Un’azienda di cui lo Stato è oltretutto il maggiore azionista (30% di quota) e che è un imprescindibile punto di partenza per il nuovo governo per attuare la transizione ecologica di cui molto si è parlato in queste settimane e per la quale è stato costruito un ministero ad hoc (niente di nuovo, l’Ue lo chiede da anni e molti stati ci hanno battuto sui tempi) guidato da un autorevole scienziato, un fisico in carriera, che non ha all’attivo però nessun precedente impegno sul clima. Al contempo c’è una Climate Law che prevede l’azzeramento delle emissioni entro il 2050 e la riduzione del 55% entro il 2030: un insufficiente risultato europeo, ma pur sempre un notevole progresso da attuare, che sarebbe stato impensabile anche solo fino a pochi anni fa. Quindi i famigerati 209 miliardi del NextGenerationEU da investire. Il punto interrogativo, non chiarito dalla subalternità intellettuale a tale governo e al suo reiterato “europeismo” (di quale Europa si tratta? Dei nuovi ricchi o degli oppressi?), resta fondamentalmente uno. A chi guarderanno con favore queste politiche? A quale ponte della “stessa barca” su cui, come erroneamente si dice, al momento tutti ci troveremmo? Alla prima o alla terza classe? Ai finanzieri o agli operai e ai nuovi proletari? Ai bacini di consenso immediato o ai giovani e alle future generazioni che non voteranno alle prossime elezioni politiche (ma il cui futuro sarà condizionato dalle scelte prese oggi)?
Dilemmi forse insolubili, ma ai quali si oppone l’urgenza di affrontare la crisi climatica e di farlo attuando una transizione ecologica che si informi a un sostanziale principio di giustizia sociale.
È per questo che il 19 marzo, come di consueto un venerdì, Fridays For Future tornerà a farsi sentire al grido di #NoMoreEmptyPromises (Basta vuote promesse).

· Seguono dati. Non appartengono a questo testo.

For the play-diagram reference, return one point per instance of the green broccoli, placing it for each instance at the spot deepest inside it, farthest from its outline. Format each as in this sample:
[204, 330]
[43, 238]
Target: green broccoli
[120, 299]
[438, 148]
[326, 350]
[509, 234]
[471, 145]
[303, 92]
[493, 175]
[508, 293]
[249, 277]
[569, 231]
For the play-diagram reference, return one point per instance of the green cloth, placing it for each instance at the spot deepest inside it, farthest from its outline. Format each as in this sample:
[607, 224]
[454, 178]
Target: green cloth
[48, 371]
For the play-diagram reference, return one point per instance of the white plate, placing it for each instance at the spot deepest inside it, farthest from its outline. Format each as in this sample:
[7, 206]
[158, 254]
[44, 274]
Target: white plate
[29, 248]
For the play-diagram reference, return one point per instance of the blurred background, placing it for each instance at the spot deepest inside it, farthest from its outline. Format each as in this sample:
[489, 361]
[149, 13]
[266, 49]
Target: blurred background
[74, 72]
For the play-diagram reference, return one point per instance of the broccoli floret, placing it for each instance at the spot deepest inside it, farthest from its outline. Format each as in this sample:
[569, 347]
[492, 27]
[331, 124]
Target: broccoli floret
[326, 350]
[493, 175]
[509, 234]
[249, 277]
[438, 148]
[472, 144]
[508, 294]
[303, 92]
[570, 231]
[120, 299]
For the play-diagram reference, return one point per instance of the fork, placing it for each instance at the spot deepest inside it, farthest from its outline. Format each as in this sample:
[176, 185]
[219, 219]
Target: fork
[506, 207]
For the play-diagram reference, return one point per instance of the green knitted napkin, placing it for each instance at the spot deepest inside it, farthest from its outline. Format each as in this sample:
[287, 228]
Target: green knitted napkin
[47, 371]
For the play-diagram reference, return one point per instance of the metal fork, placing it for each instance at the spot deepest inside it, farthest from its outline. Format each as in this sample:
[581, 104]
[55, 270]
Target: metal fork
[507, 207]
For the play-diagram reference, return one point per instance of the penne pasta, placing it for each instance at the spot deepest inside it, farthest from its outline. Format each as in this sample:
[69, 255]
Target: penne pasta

A Torino, per colmare le giustificate assenze di migliaia di studenti, verrà creata una installazione con migliaia di cartelloni che circonderanno la scritta “Basta vuote promesse”. Molte altre città, piccole, medie o grandi, si preparano a organizzare presidi in sicurezza e nel rispetto del distanziamento sociale. Webinar si programmano su ogni piattaforma, con approfondimenti di economisti, climatologi, sociologi e giornalisti. La crisi climatica non aspetta. Non possiamo più fermarci per ricevere pacche sulle spalle da chi della fatuità ha fatto un’arte lautamente retribuita.